CGS-CIMB Research in a report yesterday said it is maintaining its 500,000 units total industry volume (TIV) sales forecast for 2021, which is in line with the Malaysian Automotive Association’s (MAA) target for this year.
“Our 500,000 TIV forecast implies a 5.6% year-on-year decline in 2021 due to sales volume falling 3% and 10% year-on-year for national and non-national brands, respectively.
“While we foresee improving TIV in August and September due to the reopening of the auto sector, we still expect TIV in the third quarter of this year to contract by 7% quarter-on-quarter and 41% year-on-year.”
With the reopening of economic activities, including sales and production of motor vehicles under phase one of the National Recovery Plan from Aug 16, especially for key states like Selangor and Kuala Lumpur, Kenanga Research said it expects car sales to recover.StarCarSifu
It added that sales would also be boosted by the growing number of back-logged bookings for popular models.
“We keep our 2021 TIV target at 460,000 units, tracking behind MAA’s 2021 TIV target of 500,000 units.
“We expect a stronger recovery next year, with a 2022 TIV target of 600,000 units, closely in line with MAA’s TIV target of 605,000 units.”
Kenanga Research said its 2022 TIV growth will be driven by the expected recovery in the economy post lockdown and the assumption that herd immunity would be achieved by then.
By then, the research house said the resulting relaxation of standard operating procedures toward revitalising local travel should push demand for passenger vehicles, especially the affordable national marques.
“Additionally, a few automakers have assured commitment to absorb the sales tax exemption beyond December 2021,” it said.

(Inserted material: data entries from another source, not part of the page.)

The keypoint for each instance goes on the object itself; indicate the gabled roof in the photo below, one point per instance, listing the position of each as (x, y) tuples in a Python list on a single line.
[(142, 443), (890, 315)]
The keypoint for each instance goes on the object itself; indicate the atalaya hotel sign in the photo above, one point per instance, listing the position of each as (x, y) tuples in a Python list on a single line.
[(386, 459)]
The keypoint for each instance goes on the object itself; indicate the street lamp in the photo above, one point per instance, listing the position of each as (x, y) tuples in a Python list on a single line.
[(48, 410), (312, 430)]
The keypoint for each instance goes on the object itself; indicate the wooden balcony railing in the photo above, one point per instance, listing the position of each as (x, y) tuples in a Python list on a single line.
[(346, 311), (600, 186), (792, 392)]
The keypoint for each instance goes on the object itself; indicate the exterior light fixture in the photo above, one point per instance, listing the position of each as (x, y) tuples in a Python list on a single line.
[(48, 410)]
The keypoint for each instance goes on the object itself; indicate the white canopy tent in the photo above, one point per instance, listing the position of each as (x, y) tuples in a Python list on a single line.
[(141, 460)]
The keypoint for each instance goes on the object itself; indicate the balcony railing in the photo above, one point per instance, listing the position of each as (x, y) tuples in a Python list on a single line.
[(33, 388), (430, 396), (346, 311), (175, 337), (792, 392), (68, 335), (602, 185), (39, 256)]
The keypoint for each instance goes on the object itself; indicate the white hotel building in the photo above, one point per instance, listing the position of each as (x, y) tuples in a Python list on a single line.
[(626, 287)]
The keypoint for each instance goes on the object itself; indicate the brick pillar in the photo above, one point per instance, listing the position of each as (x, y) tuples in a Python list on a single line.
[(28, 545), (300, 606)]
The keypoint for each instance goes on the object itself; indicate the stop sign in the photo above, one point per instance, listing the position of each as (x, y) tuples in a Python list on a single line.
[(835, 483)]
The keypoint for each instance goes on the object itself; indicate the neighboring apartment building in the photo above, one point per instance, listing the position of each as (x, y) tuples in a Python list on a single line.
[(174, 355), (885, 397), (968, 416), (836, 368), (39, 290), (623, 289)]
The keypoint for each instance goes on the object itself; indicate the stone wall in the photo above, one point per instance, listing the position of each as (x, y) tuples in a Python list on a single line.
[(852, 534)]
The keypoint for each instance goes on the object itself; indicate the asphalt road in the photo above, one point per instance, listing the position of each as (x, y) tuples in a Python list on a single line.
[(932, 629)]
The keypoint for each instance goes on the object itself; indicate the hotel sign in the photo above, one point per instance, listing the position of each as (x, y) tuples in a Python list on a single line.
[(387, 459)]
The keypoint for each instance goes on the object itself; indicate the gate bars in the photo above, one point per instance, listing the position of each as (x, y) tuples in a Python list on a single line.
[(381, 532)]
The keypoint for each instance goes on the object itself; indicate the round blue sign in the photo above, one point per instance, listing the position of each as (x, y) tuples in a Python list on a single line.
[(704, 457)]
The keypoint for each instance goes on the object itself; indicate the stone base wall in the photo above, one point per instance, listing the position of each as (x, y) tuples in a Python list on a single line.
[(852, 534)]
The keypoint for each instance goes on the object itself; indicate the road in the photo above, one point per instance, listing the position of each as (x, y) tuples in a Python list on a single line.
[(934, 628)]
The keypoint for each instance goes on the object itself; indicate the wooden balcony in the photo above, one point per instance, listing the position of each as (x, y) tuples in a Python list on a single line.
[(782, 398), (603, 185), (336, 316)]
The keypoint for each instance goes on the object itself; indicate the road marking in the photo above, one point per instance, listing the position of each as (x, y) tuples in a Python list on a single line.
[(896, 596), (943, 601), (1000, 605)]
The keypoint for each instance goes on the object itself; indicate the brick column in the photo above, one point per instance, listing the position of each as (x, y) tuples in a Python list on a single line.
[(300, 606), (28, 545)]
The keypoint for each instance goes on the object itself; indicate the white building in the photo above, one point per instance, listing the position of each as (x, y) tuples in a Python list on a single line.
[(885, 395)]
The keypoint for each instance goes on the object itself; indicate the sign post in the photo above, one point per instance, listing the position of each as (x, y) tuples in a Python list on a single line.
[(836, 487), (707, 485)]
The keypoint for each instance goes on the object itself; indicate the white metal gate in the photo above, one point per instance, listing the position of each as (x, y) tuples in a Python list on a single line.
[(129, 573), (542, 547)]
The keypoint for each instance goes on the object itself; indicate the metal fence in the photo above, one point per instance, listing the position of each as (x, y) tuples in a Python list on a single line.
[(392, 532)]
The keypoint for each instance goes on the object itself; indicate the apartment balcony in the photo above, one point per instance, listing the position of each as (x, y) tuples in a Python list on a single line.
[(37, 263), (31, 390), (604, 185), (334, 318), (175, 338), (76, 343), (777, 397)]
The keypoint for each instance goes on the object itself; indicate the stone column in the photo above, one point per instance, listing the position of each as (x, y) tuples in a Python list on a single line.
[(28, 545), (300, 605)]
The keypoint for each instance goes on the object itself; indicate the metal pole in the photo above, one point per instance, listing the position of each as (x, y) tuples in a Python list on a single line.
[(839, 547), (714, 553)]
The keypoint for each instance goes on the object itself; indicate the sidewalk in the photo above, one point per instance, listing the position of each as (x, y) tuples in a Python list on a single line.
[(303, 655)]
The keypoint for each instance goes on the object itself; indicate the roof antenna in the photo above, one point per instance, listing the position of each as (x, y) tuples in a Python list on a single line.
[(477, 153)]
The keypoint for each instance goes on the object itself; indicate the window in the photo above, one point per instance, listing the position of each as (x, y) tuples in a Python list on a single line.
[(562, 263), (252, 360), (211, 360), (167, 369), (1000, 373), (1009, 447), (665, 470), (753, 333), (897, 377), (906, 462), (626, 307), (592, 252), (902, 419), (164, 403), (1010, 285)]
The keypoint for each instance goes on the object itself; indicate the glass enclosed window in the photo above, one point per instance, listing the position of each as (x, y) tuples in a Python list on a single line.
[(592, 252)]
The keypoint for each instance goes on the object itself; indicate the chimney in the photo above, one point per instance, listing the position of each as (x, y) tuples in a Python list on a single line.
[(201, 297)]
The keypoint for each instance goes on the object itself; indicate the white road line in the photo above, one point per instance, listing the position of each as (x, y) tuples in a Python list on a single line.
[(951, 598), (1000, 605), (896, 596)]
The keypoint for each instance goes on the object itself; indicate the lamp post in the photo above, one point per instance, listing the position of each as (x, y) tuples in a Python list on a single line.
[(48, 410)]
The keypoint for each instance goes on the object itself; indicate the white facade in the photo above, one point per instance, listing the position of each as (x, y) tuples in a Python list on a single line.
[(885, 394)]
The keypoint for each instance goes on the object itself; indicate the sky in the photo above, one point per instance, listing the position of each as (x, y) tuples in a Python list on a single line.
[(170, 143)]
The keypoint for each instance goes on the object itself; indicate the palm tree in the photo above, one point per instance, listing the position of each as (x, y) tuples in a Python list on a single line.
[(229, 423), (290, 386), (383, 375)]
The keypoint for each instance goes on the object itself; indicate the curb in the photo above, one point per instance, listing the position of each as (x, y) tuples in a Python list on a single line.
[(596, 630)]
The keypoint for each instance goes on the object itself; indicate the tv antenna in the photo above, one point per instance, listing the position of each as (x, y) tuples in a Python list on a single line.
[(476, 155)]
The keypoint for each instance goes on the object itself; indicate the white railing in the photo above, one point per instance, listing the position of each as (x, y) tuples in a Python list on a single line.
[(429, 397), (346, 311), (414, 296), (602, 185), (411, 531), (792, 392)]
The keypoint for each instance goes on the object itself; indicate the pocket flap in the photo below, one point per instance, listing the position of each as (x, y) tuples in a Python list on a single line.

The government announced a vehicle sales tax exemption in June 2020 under the short-term economic recovery plan (Penjana). The exemption was initially supposed to last until the end of last year.

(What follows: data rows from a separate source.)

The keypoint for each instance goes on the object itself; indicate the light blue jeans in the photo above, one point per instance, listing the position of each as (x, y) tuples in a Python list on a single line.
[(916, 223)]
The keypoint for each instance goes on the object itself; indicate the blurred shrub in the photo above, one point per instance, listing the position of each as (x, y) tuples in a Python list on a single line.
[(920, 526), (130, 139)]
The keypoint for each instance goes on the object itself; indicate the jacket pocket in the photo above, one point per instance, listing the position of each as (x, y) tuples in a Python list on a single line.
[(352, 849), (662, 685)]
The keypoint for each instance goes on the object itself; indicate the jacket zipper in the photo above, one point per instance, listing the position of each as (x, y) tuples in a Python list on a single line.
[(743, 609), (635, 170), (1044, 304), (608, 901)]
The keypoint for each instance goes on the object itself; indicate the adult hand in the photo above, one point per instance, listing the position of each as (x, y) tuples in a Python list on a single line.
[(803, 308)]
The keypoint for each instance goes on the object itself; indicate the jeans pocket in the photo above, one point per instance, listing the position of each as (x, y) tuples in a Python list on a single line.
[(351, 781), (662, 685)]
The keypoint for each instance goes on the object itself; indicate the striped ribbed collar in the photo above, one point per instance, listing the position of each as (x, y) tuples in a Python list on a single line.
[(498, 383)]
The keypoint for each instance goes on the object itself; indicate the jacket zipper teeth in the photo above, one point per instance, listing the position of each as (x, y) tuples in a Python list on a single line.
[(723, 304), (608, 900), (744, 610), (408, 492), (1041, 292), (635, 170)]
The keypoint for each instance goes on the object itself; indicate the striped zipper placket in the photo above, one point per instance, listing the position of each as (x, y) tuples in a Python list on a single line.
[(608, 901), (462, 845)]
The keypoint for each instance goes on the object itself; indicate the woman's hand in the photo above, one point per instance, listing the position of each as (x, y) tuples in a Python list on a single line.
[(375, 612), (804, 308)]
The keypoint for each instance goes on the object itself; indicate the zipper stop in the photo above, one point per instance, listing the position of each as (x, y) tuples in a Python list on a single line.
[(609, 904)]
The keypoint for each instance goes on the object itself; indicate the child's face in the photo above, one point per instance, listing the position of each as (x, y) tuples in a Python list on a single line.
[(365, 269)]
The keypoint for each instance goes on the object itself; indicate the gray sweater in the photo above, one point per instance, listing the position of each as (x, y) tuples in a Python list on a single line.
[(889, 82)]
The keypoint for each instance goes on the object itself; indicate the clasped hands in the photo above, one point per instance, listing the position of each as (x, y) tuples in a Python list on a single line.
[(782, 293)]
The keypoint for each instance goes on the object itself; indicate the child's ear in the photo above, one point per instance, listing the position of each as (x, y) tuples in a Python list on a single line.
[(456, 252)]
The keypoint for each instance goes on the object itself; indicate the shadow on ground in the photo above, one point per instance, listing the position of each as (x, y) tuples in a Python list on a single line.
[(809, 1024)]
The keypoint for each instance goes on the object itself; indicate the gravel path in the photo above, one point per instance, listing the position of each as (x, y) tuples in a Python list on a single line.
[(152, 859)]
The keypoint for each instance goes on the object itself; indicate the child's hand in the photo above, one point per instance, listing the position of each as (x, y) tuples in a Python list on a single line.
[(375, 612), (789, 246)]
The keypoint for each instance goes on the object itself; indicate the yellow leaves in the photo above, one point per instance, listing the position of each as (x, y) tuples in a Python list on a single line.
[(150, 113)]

However, it has since been extended until Dec 31, 2021.
Under the initiative, locally-assembled cars are fully-exempted from sales tax while for imported cars, the sales tax has been reduced from 10% to 5%.
Meanwhile, RHB Investment Bank said it expects supply chain issues to plague recovery in the second half of 2021, which could directly impact sales volumes.
“Finished goods inventory is likely to continue declining in the following months.